You: "Generate a PDF using that template for Acme Corp, client John Smith, invoice #INV-2026-042, with 3 line items: consulting (10h at $150), development (20h at $200), and design (5h at $100)."

The agent calls render_pdf with the template ID and the data object. You get back a PDF.

You: "The header looks too tall. Make it more compact and add a subtle gray border at the bottom."

The agent calls get_template to read the current HTML, modifies it, then calls update_template. You can preview with preview_template before generating the final PDF.

This entire flow happens through MCP tools. The AI agent never makes raw HTTP requests. It never needs to know the API endpoint structure or authentication format.
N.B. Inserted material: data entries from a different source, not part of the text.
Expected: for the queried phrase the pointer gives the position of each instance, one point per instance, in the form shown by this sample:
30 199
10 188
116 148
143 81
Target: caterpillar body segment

What happens under the hood during a render

When an AI agent calls the render_pdf tool, here's the sequence:

  1. MCP transport: the client sends a tools/call JSON-RPC request over HTTPS to https://pdf4.dev/api/mcp
  2. Auth: the server reads the Authorization: Bearer header, hashes the API key with SHA-256, and looks it up in the database
  3. Template resolution: if template_id is provided, the server fetches the HTML template and any attached header/footer components
  4. Handlebars compilation: Handlebars.compile(html)(data) replaces all {{variables}}, {{#each}} loops, and {{#if}} blocks
  5. Component injection: <pdf4-header>, <pdf4-footer>, and <pdf4-block> tags are replaced with compiled component HTML
  6. DOM restructure: the HTML is restructured into a <table> with <thead> (header) and <tfoot> (footer) so Chromium repeats them on every printed page
  7. Chromium render: a headless Chromium instance (Playwright) loads the page and calls page.pdf() with the format settings
  8. Response: the PDF buffer is base64-encoded and returned as an MCP tool result with metadata (size, duration)

The entire render takes 200-500ms with a warm browser pool.
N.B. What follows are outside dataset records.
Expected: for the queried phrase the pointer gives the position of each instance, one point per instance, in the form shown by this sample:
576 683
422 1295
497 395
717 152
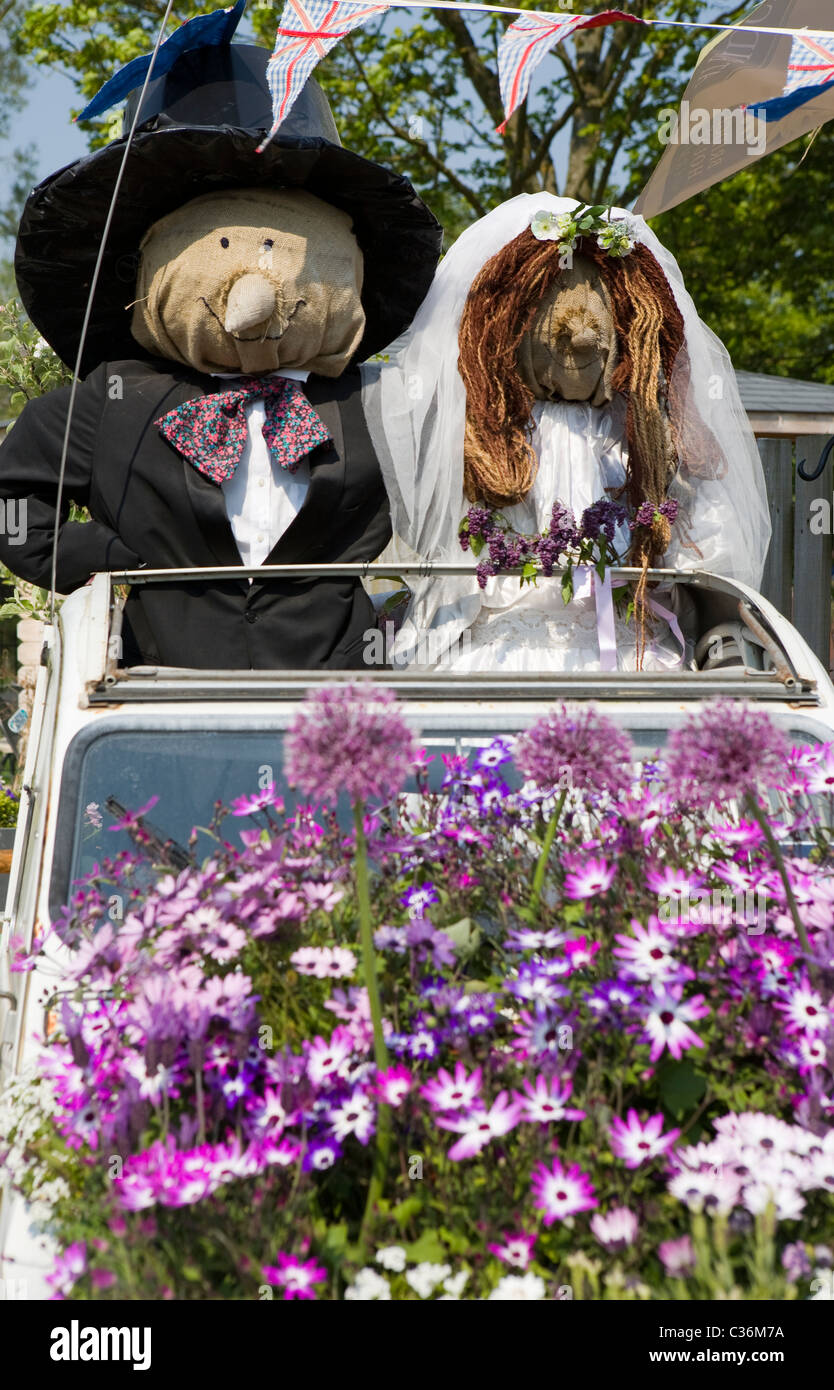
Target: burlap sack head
570 349
252 280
Building your own MCP server vs using a hosted one

You can build your own MCP server using the official SDK in Python or TypeScript. This makes sense when:

  • You need to connect an AI agent to an internal tool or database
  • You want full control over the tool definitions
  • Your data can't leave your infrastructure

For PDF generation, a hosted MCP server like PDF4.dev's is simpler because:

You can also use both approaches: a local MCP server for internal tools and a remote MCP server for PDF generation.

Security considerations

MCP connections carry the same security implications as any API integration:

  • API keys: stored in your local config file, never sent to the AI model's context. The MCP client sends them as HTTP headers directly to the server
  • Tool confirmation: destructive tools (like delete_template) are annotated with destructiveHint: true, so AI clients can prompt before executing
  • Scope control: PDF4.dev API keys have two permission levels. render_only keys can only generate PDFs. full_access keys can also manage templates, components, and logs
  • No data persistence: raw HTML sent via render_pdf is not stored unless you explicitly save it as a template

What's next for MCP

The MCP specification is evolving. Recent additions include tool annotations (March 2025), Streamable HTTP transport, and improved error handling. Google Cloud, OpenAI, and Microsoft have all adopted the protocol, making it the de facto standard for AI-to-tool communication.

For PDF generation, this means any new AI client that supports MCP can connect to PDF4.dev without any integration work. The MCP server is the integration.